To me, the notion that a person in the public eye should be pleased that s/he is expected to enable a total stranger to make a profit off of her/his autographs is absolutely absurd.
Refusing to give autographs to anyone (if that is what Eislauf is suggesting?) penalizes the true fans, and many celebrities (to their credit) would not feel right taking that kind of hard-line stance. I have no doubt that signing autographs for sincere admirers is gratifying to Wagner and to most other skaters.
(2) Being tired, embarrassed, tongue-tied, and/or forgetful is NO EXCUSE whatsoever for failing to thank Wagner.
- If the autograph seekers were true fans who had the energy, assertiveness, and presence of mind to make their requests, then they should have been capable of adding one simple word: "Thanks." How difficult could remembering and uttering that one extra word have been?

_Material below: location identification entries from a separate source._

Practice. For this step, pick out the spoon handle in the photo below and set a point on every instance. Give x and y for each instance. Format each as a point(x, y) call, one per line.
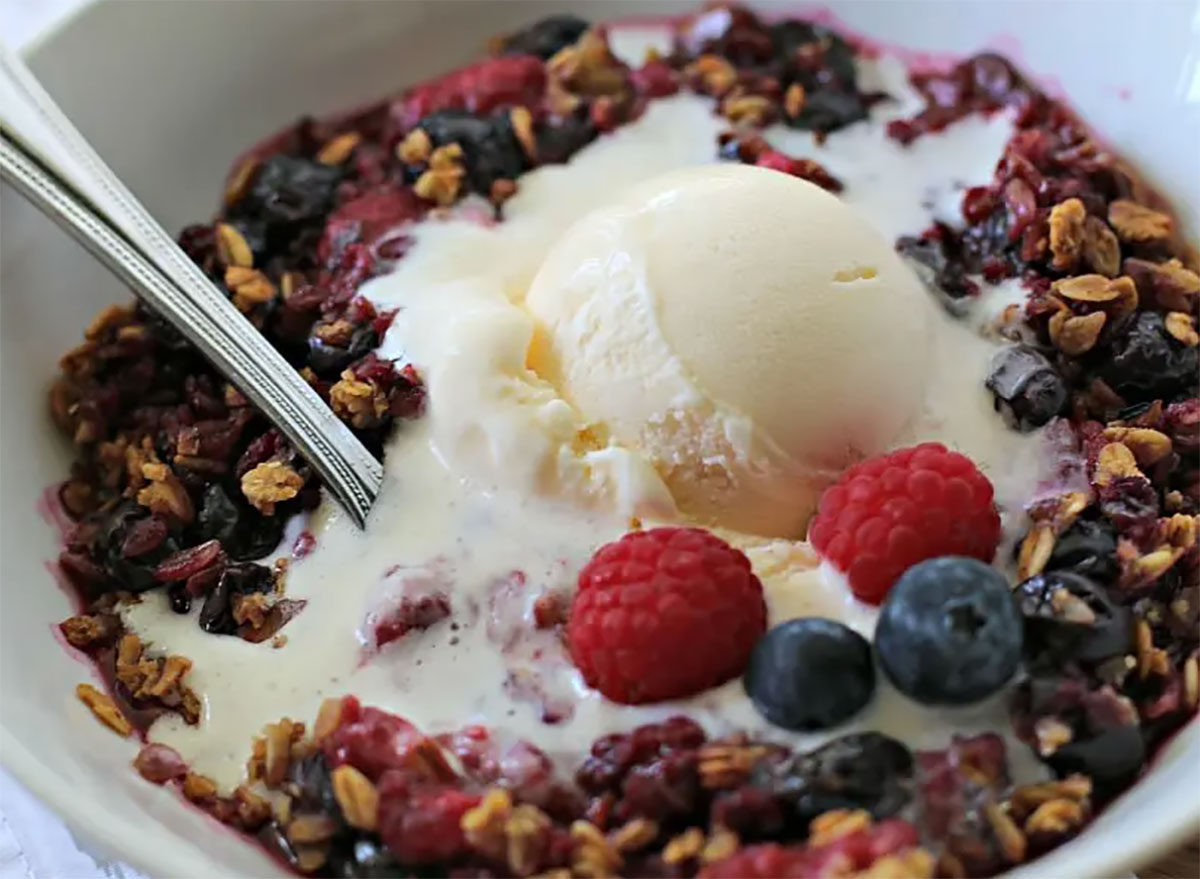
point(45, 157)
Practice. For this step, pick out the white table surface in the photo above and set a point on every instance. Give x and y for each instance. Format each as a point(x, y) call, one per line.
point(34, 843)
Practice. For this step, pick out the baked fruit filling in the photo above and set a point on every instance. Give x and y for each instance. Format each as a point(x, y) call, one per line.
point(792, 471)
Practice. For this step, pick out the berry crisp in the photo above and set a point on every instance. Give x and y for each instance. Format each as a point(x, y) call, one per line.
point(531, 664)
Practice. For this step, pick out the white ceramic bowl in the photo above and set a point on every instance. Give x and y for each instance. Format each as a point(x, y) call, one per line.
point(171, 91)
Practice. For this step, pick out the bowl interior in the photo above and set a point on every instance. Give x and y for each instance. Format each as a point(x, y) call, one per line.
point(171, 93)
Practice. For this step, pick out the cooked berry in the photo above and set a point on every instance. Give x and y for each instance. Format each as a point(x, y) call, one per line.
point(949, 632)
point(1077, 727)
point(891, 512)
point(291, 190)
point(1027, 388)
point(490, 148)
point(859, 771)
point(559, 139)
point(1068, 616)
point(1089, 548)
point(1146, 362)
point(545, 36)
point(937, 263)
point(810, 674)
point(647, 599)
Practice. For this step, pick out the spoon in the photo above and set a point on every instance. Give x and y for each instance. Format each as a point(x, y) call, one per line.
point(46, 159)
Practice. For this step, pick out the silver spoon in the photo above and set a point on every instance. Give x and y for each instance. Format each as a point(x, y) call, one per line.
point(45, 157)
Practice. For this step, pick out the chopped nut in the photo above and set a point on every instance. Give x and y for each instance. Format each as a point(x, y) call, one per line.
point(525, 832)
point(588, 67)
point(837, 823)
point(1077, 334)
point(1182, 328)
point(635, 835)
point(793, 101)
point(270, 483)
point(1009, 837)
point(1051, 734)
point(169, 677)
point(727, 765)
point(415, 148)
point(713, 75)
point(363, 402)
point(1102, 250)
point(1180, 531)
point(521, 120)
point(1149, 447)
point(240, 180)
point(358, 797)
point(721, 843)
point(594, 856)
point(1036, 550)
point(748, 109)
point(277, 740)
point(329, 718)
point(311, 857)
point(1067, 221)
point(232, 246)
point(1150, 567)
point(339, 149)
point(1027, 797)
point(684, 847)
point(250, 287)
point(910, 863)
point(198, 788)
point(443, 180)
point(1114, 461)
point(105, 709)
point(85, 631)
point(1138, 223)
point(305, 830)
point(1056, 818)
point(1164, 286)
point(1087, 288)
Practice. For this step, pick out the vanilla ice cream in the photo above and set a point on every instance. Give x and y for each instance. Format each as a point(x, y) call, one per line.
point(745, 329)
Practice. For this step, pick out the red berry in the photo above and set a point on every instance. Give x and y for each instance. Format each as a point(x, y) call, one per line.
point(375, 741)
point(645, 603)
point(421, 824)
point(891, 512)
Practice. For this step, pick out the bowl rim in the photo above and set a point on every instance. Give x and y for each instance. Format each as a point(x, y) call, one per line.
point(125, 841)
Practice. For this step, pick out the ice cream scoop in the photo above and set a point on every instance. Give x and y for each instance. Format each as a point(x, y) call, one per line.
point(747, 330)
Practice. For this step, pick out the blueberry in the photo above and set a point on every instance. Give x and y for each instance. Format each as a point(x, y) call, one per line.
point(1027, 388)
point(861, 771)
point(289, 190)
point(545, 36)
point(490, 147)
point(810, 674)
point(1145, 362)
point(1086, 548)
point(949, 632)
point(1068, 616)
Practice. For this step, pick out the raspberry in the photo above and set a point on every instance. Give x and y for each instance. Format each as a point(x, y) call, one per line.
point(423, 824)
point(894, 510)
point(648, 599)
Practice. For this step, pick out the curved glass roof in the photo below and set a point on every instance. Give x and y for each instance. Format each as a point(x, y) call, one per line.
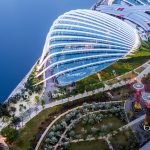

- And if the autograph seekers were true fans, they should have been sufficiently respectful to realize that Wagner is a human being who esp. at midnight might have been exhausted and preferring privacy. If they still could not resist approaching her, they at least should have been bending over backwards to be polite and appreciative.
As with any types of public figures, different skaters might choose to depend less heavily or more heavily on professional advice and input.
Wagner (again, to her credit) seems to know her own mind very well and to steer the ship of her own messaging to a large extent.